【陸上】「1964年東京五輪代表の集い」開催、往年の名選手が60年前の思い出に浸る
「1964年東京オリンピック陸上代表の集い」が11月19日、東京・新宿区のオリンピックスクエア内にある日本スポーツマンクラブで行われ、代表選手12名が出席した。 懇親会に参加した1964年東京五輪陸上代表をチェック! 60年前の東京五輪に向けて、アスリートが第一線を退いた後も長く健康でいられることを願った国際オリンピック委員会(IOC)の発案により、同大会のすべての競技の代表選手を対象にした体力測定が世界各国でスタート。しかし、五輪イヤーの4年ごとに行われ測定も10数年後には実施国が激減し、現在まで続いているのは日本だけだという。 この日は東京・北区の国立スポーツ科学センター(JISS)で体力測定を行い、陸上代表の有志が国立競技場近くの日本スポーツマンクラブへ移動して旧交を温めた。
五輪3大会連続出場のレジェンド、「東京大会には特別の思い入れがあった」
陸上代表が集まるのはロンドン五輪イヤーだった2012年以来12年ぶり。男子三段跳で1956年メルボルン、1960年ローマ、1964年東京と3大会連続出場の実績を誇る櫻井孝次さん(88歳)は、「3つの五輪の中でも東京は特別な思い入れがあったので、一緒に出場した仲間と再び当時の思い出に浸ることができてうれしい」は話していた。 また、東京から3大会連続で五輪に出場している男子マラソン代表の君原健二さん(83歳)は「初めての五輪ではいろんな有名選手にサインをもらって歩き、それが後にテレビ番組で100万円の値打ちがあると鑑定されたほど。
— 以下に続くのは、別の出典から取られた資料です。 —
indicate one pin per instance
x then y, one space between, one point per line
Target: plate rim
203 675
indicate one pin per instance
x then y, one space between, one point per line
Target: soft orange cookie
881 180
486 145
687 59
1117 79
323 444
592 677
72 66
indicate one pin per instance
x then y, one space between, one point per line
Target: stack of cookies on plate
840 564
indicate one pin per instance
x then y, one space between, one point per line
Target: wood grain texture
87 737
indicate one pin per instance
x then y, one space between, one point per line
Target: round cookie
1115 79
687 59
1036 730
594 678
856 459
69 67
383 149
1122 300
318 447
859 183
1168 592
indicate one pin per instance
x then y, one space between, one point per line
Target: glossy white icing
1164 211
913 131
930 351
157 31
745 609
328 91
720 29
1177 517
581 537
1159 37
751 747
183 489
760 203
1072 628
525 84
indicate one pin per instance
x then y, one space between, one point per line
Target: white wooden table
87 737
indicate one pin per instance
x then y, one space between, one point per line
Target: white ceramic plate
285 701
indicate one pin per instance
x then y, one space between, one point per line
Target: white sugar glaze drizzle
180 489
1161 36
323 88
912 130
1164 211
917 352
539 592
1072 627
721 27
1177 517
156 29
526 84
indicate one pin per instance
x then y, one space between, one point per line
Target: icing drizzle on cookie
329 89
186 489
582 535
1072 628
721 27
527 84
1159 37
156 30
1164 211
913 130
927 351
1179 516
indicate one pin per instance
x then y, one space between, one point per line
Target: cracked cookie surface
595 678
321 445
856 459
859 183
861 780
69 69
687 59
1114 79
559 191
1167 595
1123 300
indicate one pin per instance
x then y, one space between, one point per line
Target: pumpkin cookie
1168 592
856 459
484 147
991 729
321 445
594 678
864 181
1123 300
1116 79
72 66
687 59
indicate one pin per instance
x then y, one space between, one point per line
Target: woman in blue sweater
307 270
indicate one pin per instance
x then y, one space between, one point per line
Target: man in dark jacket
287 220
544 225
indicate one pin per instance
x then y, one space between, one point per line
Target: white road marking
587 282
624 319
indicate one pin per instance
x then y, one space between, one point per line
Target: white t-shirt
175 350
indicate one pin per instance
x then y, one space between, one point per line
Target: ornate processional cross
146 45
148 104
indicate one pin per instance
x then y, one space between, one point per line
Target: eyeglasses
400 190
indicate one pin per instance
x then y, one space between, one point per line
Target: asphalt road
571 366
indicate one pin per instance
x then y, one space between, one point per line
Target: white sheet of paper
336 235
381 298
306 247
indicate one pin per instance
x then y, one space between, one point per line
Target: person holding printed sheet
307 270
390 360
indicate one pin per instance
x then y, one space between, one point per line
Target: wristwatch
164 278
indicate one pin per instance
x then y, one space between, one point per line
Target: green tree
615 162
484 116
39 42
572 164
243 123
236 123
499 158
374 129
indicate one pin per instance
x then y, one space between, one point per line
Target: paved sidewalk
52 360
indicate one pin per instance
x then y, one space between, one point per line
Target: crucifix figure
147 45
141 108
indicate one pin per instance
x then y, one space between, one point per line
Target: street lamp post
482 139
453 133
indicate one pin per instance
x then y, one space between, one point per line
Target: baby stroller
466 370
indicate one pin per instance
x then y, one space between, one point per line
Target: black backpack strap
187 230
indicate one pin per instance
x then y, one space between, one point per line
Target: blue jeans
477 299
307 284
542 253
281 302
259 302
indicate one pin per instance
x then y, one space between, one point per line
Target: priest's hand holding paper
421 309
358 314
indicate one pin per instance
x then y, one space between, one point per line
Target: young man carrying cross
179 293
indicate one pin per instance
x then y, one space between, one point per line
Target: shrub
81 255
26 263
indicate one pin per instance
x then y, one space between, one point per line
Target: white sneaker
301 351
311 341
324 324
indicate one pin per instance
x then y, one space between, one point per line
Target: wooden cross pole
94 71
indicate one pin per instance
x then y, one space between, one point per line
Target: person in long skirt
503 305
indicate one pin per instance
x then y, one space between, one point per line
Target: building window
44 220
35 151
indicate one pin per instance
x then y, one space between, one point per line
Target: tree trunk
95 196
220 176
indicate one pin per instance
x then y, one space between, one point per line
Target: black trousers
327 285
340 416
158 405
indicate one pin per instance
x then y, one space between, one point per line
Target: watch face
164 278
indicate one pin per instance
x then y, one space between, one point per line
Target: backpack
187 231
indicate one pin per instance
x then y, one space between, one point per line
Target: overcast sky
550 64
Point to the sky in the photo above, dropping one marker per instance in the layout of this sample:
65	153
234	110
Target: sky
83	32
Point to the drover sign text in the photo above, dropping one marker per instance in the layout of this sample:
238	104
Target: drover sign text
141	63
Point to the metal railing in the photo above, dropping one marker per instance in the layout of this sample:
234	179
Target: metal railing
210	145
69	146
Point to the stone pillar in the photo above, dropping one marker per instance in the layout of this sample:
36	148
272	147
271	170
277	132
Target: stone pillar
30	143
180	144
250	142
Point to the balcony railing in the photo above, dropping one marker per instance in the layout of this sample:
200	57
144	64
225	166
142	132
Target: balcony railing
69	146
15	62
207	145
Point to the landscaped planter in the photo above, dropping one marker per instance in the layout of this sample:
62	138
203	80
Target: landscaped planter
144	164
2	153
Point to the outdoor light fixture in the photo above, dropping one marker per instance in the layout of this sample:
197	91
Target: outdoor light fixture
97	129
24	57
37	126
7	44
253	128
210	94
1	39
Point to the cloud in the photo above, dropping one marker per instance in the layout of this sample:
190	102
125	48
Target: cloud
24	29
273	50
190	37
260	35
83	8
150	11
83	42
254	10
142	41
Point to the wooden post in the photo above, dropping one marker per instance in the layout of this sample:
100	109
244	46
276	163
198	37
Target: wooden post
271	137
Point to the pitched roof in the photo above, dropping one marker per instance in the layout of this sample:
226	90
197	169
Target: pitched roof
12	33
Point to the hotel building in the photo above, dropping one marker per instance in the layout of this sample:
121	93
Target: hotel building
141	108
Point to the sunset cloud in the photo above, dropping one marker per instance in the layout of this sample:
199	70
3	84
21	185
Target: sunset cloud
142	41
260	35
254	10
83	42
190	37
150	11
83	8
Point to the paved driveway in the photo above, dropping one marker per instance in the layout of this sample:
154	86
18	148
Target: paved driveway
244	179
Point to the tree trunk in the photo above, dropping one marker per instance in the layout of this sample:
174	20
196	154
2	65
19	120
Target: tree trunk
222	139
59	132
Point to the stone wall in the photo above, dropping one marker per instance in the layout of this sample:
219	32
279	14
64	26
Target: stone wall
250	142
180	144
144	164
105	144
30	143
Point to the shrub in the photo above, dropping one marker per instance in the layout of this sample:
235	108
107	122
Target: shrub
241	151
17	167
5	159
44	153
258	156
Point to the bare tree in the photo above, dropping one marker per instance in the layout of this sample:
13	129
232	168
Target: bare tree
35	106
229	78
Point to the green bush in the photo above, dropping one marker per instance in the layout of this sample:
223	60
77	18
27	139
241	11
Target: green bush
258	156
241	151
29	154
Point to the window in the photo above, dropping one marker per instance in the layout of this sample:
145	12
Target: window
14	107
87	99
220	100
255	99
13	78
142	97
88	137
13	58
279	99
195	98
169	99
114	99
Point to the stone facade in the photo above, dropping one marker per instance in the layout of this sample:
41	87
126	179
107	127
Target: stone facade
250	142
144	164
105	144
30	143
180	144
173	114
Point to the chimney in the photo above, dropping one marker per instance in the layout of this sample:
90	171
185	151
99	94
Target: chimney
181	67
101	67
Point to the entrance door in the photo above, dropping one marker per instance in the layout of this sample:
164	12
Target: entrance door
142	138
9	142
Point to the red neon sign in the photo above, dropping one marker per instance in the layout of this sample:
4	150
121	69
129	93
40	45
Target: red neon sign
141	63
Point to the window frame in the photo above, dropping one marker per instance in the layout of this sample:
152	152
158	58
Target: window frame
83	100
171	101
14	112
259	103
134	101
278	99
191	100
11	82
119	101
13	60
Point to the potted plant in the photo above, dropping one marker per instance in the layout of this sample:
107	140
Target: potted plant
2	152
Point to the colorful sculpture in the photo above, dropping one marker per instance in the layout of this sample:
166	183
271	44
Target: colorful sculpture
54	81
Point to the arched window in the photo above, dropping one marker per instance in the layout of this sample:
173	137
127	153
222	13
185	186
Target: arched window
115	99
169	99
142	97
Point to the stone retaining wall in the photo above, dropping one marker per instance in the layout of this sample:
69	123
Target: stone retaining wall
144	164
試合前にそんなことをしていた覚悟の低さが、銅メダルを獲得した円谷(幸吉)さんと(8位で)入賞も逃した私との差だった」と言って出席者の笑いを誘った。しかし、東京での悔しさが次のメキシコ五輪の銀メダル、さらに4年後のミュンヘン五輪の5位入賞につながった。 この集いには、12年前も招かれていた元JOC専務理事の市原則之氏をはじめ、日本陸連の尾縣貢会長、風間明副会長が来賓として、女子100mハードルの寺田明日香(ジャパンクリエイトグループ)が現役アスリート代表で出席。 コロナ禍の2021年、無観客の国立競技場で開催された東京五輪に出場した寺田は、「大会前に(1964年東京五輪女子80mH5位入賞の)依田郁子さんの甥からご連絡をいただいて激励を受け、それがすごく力になりました。皆さんがつないでくださった想いを、私たちも次の世代につなげていきたい」と述べていた。 日本陸上界は来年9月に控える東京世界選手権を盛り上げるためにさまざまな施策を練っており、往年のオリンピアンも大切な〝応援団〟という位置付け。最高峰の陸上イベントの魅力や熱気を直接感じられる貴重なチャンスで、出席者は窓越しに国立競技場を眺めながら「来年、再びここに来られるように健康でいよう」と誓い合っていた。